<Anchor>



The focus is on the Korean Peninsula.

First, let's take a look at the news of North Korea holding a large-scale funeral.



Correspondent Kim A-young.



<Reporter>



North Korea recently held a bureaucracy with General Kim Jong-un as chairman of the funeral service.



It was a funeral for a person named Hyeon Cheol-hae, a general adviser to the Ministry of National Defense, and it was very respectful.



Early on at the Pyongyang 4.25 Cultural Center.



General Secretary Kim Jong-un, who visited the burial place with the officials, paid tribute to him with a sad face, then put a strap on his shoulder and moved the coffin himself.



[Chosun Central TV (Reported on the 23rd): Unable to contain the pain of a great loss, carrying the eternity of the deceased…

.]



At the funeral ceremony, he refuses to even use a shovel and sprinkles soil with his hands, but Chosun Central TV shows this scene with an effect.

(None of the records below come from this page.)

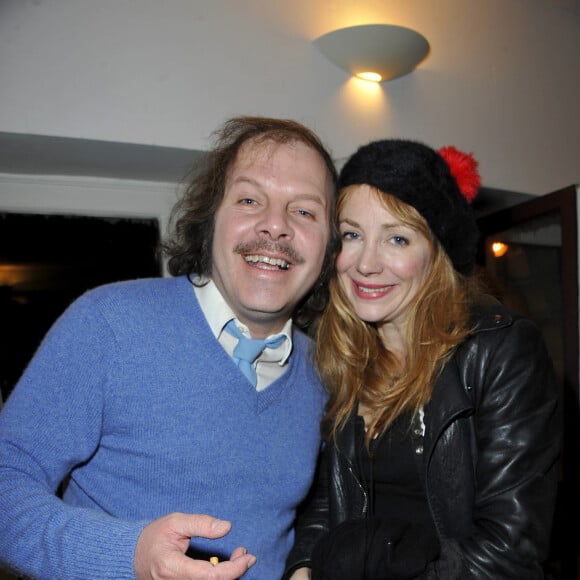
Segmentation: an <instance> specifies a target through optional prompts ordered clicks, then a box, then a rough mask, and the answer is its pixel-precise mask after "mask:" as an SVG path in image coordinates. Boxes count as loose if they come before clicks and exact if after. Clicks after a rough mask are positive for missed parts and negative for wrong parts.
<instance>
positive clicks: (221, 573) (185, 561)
mask: <svg viewBox="0 0 580 580" xmlns="http://www.w3.org/2000/svg"><path fill="white" fill-rule="evenodd" d="M231 527H232V525H231V523H230V522H227V521H224V520H219V519H217V518H214V517H212V516H208V515H198V514H182V513H174V514H169V515H167V516H164V517H162V518H159V519H157V520H154V521H153V522H151V523H150V524H149V525H148V526H146V527H145V528H144V529H143V532H141V536H139V540H138V541H137V547H136V549H135V577H136V579H137V580H177V579H179V580H210V579H211V580H236V578H240V577H241V576H243V575H244V574H245V573H246V572H247V570H248V568H250V567H251V566H253V565H254V564H255V563H256V557H255V556H253V555H252V554H248V553H247V550H246V549H245V548H242V547H239V548H236V549H235V550H234V551H233V552H232V555H231V557H230V559H229V560H224V561H223V562H219V563H218V564H215V565H214V564H212V563H210V562H209V561H206V560H193V559H192V558H190V557H189V556H186V555H185V552H186V551H187V549H188V548H189V540H190V538H193V537H199V538H210V539H214V538H221V537H223V536H225V535H226V534H227V533H228V532H229V531H230V529H231Z"/></svg>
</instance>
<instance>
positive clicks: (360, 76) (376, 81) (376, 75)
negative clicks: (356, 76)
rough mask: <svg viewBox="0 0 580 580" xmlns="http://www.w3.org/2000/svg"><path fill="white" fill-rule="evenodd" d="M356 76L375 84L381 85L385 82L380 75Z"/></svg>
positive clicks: (372, 74)
mask: <svg viewBox="0 0 580 580" xmlns="http://www.w3.org/2000/svg"><path fill="white" fill-rule="evenodd" d="M356 76H357V77H358V78H359V79H362V80H363V81H372V82H373V83H380V82H381V81H382V80H383V77H382V76H381V75H380V74H379V73H372V72H365V73H358V74H357V75H356Z"/></svg>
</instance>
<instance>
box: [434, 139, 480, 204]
mask: <svg viewBox="0 0 580 580" xmlns="http://www.w3.org/2000/svg"><path fill="white" fill-rule="evenodd" d="M437 153H439V155H441V157H443V159H445V162H446V163H447V165H448V166H449V171H451V175H453V177H454V178H455V181H457V186H458V187H459V191H460V192H461V193H462V195H463V197H465V199H466V200H467V201H468V202H469V203H471V202H472V201H473V200H474V199H475V197H476V196H477V192H478V191H479V188H480V186H481V177H480V176H479V172H478V171H477V167H478V165H479V163H478V162H477V161H476V160H475V157H473V155H472V154H471V153H464V152H463V151H459V149H456V148H455V147H452V146H449V147H441V149H438V151H437Z"/></svg>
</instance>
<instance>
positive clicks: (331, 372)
mask: <svg viewBox="0 0 580 580" xmlns="http://www.w3.org/2000/svg"><path fill="white" fill-rule="evenodd" d="M355 188H356V186H350V187H346V188H344V189H343V190H342V191H341V192H340V194H339V199H338V203H337V208H336V212H337V215H340V212H341V211H342V208H343V207H344V203H345V201H346V199H347V198H348V196H349V194H350V193H351V192H352V190H353V189H355ZM375 193H376V194H377V195H378V196H379V199H380V200H381V202H382V203H383V204H384V206H385V208H386V209H387V210H388V211H390V212H391V213H392V214H393V215H394V216H395V217H397V218H398V219H400V220H401V221H402V222H403V223H404V224H406V225H407V226H410V227H412V228H414V229H415V230H417V231H419V232H420V233H421V234H423V235H424V236H425V237H426V238H427V239H428V240H429V242H430V245H431V249H432V261H431V265H430V269H429V272H428V274H427V277H426V280H425V283H424V286H423V288H422V289H421V290H420V292H419V293H418V295H417V297H416V299H415V301H414V303H413V304H412V305H411V306H410V308H411V311H410V315H409V323H408V326H407V337H406V338H407V359H406V361H405V362H404V365H403V367H401V365H400V363H399V362H398V361H397V359H396V357H395V356H394V354H393V353H392V352H390V351H389V350H388V349H387V348H386V347H385V345H384V344H383V342H382V340H381V338H380V336H379V332H378V329H377V325H376V324H375V323H368V322H364V321H362V320H361V319H360V318H359V317H358V316H357V315H356V313H355V312H354V310H353V308H352V306H351V304H350V303H349V302H348V300H347V299H346V297H345V295H344V293H343V291H342V288H341V286H340V283H339V282H338V279H337V276H336V272H334V274H333V276H332V279H331V281H330V301H329V303H328V305H327V307H326V309H325V311H324V313H323V314H322V317H321V319H320V320H319V324H318V326H317V329H316V351H315V360H316V366H317V369H318V372H319V374H320V376H321V379H322V380H323V382H324V383H325V385H326V386H327V389H328V392H329V401H328V404H327V408H326V415H325V417H324V419H323V423H322V424H323V432H324V433H325V434H326V435H327V437H329V438H332V437H334V436H335V435H336V433H337V431H338V430H339V429H340V427H341V426H342V425H343V424H344V422H345V421H346V419H347V417H348V415H349V414H350V413H351V411H352V410H353V409H354V408H355V406H356V405H357V404H358V402H359V401H360V402H361V403H363V404H364V405H365V406H366V408H367V409H368V410H369V411H370V415H372V419H371V420H370V422H367V444H368V441H369V440H370V437H371V435H372V434H373V433H377V432H380V431H383V430H385V429H387V428H388V427H389V426H390V425H391V424H392V423H393V421H394V420H395V419H396V418H397V417H398V416H399V415H401V414H403V413H411V414H413V415H415V414H416V413H418V411H419V409H420V408H421V407H423V406H424V405H425V404H426V403H427V402H428V401H429V399H430V398H431V394H432V392H433V386H434V384H435V380H436V378H437V376H438V374H439V372H440V371H441V368H442V367H443V364H444V363H445V362H446V361H447V360H448V358H449V357H450V356H451V354H452V352H453V349H454V348H455V347H456V346H457V345H458V344H460V343H461V342H462V341H463V340H464V338H465V337H466V336H467V335H468V334H469V332H470V330H471V329H470V320H469V305H470V303H471V300H472V297H473V294H474V292H476V291H477V288H478V284H477V282H476V279H475V277H466V276H463V275H462V274H460V273H459V272H457V271H456V270H455V269H454V268H453V265H452V263H451V261H450V259H449V258H448V256H447V254H446V253H445V251H444V250H443V247H442V246H441V244H440V243H439V242H438V240H437V239H436V238H435V237H434V236H433V234H432V233H431V230H430V228H429V226H428V225H427V222H426V221H425V220H424V219H423V217H422V216H421V215H420V214H419V213H418V212H417V211H416V210H415V209H414V208H413V207H412V206H410V205H408V204H406V203H403V202H401V201H400V200H399V199H397V198H396V197H394V196H391V195H388V194H385V193H383V192H382V191H380V190H378V189H376V190H375Z"/></svg>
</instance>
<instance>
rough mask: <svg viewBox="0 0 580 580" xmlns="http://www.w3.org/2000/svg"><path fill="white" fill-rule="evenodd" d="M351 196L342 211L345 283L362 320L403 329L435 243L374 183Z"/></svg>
mask: <svg viewBox="0 0 580 580" xmlns="http://www.w3.org/2000/svg"><path fill="white" fill-rule="evenodd" d="M346 195H347V197H346V198H345V202H344V203H343V206H342V209H341V211H340V214H339V229H340V235H341V240H342V248H341V250H340V253H339V255H338V257H337V259H336V269H337V273H338V279H339V281H340V284H341V286H342V288H343V290H344V293H345V295H346V297H347V298H348V300H349V301H350V303H351V304H352V306H353V308H354V310H355V312H356V314H357V315H358V316H359V317H360V318H361V319H362V320H364V321H366V322H374V323H377V324H378V325H379V326H381V325H382V324H384V323H390V324H394V325H395V326H396V327H398V328H403V327H404V326H405V324H406V322H407V319H408V313H409V306H410V305H411V304H412V303H413V301H414V300H415V298H416V296H417V294H418V292H419V290H420V289H421V287H422V286H423V284H424V281H425V279H426V276H427V273H428V270H429V266H430V264H431V259H432V254H433V252H432V249H431V244H430V241H429V240H428V239H427V238H426V237H425V236H424V235H423V234H422V233H421V232H419V231H418V230H415V229H413V228H411V227H410V226H408V225H405V224H403V222H401V220H400V219H398V218H396V217H395V216H394V215H393V214H392V213H391V212H390V211H389V210H387V209H386V207H385V205H384V204H383V203H381V199H380V197H379V196H380V195H382V194H380V193H378V192H377V191H376V190H375V189H373V188H371V187H370V186H368V185H358V186H355V187H352V188H350V191H349V192H348V193H347V194H346Z"/></svg>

General Secretary Kim even walked with his lorry at the time of Kim Jong-il's death in December 2011.



However, it is unusual for a person who is not of direct lineage to be transported.



Hyeon Chol-hae, an elder in the military, is known to have been in charge of educating Kim Jong-un's successor, and this seems to reflect this special relationship.



[(Comrade Hyeon-cheol-hae) has the absolute belief that our revolution should only be passed down through the lineage of Baekdu, and that there is only Comrade Kim Jong-un, the faithful successor of the leader's revolutionary cause.]



Even if it is not as ungu, Kim Jong-un is the elders There are many examples of special funeral arrangements.



In November 2015, it is the funeral of Ri Eul-seol, a former leader of the so-called anti-Japanese partisan.



At this time too, Kim Jong-un assumed the chairmanship of the funeral service and held the ceremony in the form of a chieftain.



[Hwang Pyong-seo/Director of the General Political Bureau of the Army at the time (November 2015): He ordered the entire army to float flags and took measures to put the remains of comrades in the tomb of the martyrs of the Daeseong Revolution.]



Touch the body directly or , crying with a bitter face, and holding the hands of the bereaved to share their condolences are scenes that can often be seen.



These elders have in common that they have played a key role in the North Korean regime during the Kim Il-sung and Kim Jong-il eras.



Therefore, paying attention to the last path of the elders also means emphasizing the so-called legitimacy of one's predecessors.



Could it be called Kim Jong-un's funeral politics?